I have no doubt in my mind that I am fat, and that I need to lose weight to be healthier. That isn’t the point I’m trying to argue. What I am trying to get across is that, what if we were to just readjust our perspective that fat doesn’t make you unloveable. Fat doesn’t make you unattractive. Fat isn’t the only thing people remember about you. Fat doesn’t make you clumsy or mean that you have to make excuses for your size. And here’s the hardest one I had trouble for the longest time believing… that fat is beautiful.
I’ve learned that people aren’t going to remember me anymore as that fat quiet nice girl with brown hair. Because I can literally “put my fat behind me”, I realize people see and will remember me as I am. People see me as the friendly big girl with a pretty smile who likes to laugh, who is silly and who is sort of a brat. Maybe that’s how people always saw me before, and I just didn’t want to believe it.

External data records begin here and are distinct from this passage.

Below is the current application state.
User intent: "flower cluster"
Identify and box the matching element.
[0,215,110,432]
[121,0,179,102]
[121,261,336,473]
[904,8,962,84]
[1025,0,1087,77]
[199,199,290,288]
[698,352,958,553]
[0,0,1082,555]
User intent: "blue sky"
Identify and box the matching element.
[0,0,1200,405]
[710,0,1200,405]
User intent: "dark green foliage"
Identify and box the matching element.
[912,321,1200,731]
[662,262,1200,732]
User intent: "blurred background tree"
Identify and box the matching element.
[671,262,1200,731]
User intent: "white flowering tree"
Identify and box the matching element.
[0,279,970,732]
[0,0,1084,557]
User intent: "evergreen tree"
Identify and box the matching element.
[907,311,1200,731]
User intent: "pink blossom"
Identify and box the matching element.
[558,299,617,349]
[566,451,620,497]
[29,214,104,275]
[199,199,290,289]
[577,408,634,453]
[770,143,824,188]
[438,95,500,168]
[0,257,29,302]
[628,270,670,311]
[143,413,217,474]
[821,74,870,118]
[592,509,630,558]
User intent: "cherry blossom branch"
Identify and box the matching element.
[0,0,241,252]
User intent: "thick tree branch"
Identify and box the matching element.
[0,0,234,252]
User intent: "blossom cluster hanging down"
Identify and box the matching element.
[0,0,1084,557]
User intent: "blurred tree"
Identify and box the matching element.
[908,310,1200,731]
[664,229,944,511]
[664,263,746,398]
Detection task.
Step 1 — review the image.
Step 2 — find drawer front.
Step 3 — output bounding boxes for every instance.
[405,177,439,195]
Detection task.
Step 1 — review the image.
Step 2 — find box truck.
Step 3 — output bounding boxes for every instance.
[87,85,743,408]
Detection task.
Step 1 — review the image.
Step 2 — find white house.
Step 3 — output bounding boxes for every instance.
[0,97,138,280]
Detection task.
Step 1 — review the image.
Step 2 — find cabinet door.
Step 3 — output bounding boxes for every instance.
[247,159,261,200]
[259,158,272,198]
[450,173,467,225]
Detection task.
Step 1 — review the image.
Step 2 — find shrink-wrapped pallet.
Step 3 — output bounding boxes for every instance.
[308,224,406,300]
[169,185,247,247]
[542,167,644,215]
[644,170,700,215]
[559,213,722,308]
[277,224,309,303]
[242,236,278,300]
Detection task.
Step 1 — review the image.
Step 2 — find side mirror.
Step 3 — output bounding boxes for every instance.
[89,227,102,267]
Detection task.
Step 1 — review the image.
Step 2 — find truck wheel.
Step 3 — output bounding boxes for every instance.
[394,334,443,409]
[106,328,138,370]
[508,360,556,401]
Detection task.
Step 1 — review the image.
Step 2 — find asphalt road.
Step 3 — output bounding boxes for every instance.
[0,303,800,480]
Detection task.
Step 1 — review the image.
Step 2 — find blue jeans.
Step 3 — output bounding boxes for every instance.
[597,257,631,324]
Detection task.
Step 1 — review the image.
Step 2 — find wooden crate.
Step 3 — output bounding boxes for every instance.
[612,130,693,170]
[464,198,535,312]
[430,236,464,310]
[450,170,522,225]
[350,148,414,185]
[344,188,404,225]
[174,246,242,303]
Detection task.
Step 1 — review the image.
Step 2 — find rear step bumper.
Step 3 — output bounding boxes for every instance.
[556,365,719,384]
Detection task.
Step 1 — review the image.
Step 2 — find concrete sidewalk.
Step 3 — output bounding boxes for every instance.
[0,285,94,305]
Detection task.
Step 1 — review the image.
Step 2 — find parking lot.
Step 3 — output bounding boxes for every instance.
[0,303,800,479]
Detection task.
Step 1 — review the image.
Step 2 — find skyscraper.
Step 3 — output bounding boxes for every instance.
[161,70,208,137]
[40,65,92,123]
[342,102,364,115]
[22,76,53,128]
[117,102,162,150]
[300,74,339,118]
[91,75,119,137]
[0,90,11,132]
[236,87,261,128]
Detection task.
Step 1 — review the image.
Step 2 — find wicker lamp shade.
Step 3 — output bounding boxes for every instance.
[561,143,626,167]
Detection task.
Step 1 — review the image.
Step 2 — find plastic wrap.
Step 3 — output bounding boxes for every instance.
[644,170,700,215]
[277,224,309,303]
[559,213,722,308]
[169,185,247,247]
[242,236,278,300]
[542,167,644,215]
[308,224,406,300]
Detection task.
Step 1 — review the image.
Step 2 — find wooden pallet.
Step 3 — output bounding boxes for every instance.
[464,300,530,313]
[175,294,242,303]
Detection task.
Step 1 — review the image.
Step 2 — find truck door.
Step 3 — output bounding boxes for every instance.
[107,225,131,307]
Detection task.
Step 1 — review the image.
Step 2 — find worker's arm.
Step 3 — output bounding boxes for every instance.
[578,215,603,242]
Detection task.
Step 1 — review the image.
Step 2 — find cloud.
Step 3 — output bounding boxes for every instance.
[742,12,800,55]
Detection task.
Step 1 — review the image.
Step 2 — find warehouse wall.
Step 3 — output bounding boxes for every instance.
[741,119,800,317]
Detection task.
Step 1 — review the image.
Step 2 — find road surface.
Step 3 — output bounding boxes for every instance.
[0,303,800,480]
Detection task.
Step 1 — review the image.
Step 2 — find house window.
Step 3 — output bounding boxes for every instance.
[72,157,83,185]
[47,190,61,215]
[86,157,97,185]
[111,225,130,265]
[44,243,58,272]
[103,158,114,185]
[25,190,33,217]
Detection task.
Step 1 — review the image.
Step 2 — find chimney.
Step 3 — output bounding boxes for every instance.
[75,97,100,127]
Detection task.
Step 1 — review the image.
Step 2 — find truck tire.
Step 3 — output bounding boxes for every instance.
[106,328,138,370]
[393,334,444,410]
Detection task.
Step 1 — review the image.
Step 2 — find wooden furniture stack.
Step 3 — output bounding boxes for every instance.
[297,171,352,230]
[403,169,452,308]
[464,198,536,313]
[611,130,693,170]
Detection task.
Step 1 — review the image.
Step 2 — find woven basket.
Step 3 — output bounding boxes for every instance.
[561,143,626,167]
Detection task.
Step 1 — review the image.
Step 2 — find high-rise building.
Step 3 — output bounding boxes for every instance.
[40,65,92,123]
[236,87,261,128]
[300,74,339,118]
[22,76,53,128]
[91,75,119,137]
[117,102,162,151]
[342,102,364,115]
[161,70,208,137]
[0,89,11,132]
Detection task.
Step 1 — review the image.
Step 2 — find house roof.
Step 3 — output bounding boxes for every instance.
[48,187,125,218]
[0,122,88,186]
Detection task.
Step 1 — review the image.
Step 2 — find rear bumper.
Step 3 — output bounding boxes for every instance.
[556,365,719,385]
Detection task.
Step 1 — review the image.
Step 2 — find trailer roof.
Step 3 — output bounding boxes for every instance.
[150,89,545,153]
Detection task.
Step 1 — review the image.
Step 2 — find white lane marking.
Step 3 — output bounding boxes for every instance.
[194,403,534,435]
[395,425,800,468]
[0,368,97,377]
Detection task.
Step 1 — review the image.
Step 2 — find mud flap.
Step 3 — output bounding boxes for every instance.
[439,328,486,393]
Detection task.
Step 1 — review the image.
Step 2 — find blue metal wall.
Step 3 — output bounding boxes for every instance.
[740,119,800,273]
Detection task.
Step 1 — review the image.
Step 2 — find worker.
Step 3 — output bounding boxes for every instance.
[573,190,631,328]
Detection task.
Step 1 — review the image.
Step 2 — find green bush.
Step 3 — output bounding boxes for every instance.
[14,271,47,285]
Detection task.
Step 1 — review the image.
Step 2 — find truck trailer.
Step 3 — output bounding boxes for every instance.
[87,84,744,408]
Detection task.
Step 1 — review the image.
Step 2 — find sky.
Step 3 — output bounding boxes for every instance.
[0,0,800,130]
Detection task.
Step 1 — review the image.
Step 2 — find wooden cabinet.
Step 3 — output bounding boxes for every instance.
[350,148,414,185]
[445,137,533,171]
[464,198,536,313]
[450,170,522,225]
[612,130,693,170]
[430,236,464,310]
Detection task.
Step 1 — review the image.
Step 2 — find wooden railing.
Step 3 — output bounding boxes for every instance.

The weirdest thing is how most days, I don’t feel big as I actually am. Like an old man who still has a young mind, my body (or mind) seems just not to care of its actual physical size. I squeeze pass without embarrassment when I need to get by. I hold my head a little bit higher and sometimes I sway my hips just to feel my feminine curves and remind myself that I do have a waistline. While I do desperately want to lose weight to feel healthier, and yes attractive, I don’t let it stop me from just accepting who I am now. I’ve beenable to take the “weight” off my mind and stop comparing myself to other people. I am enough.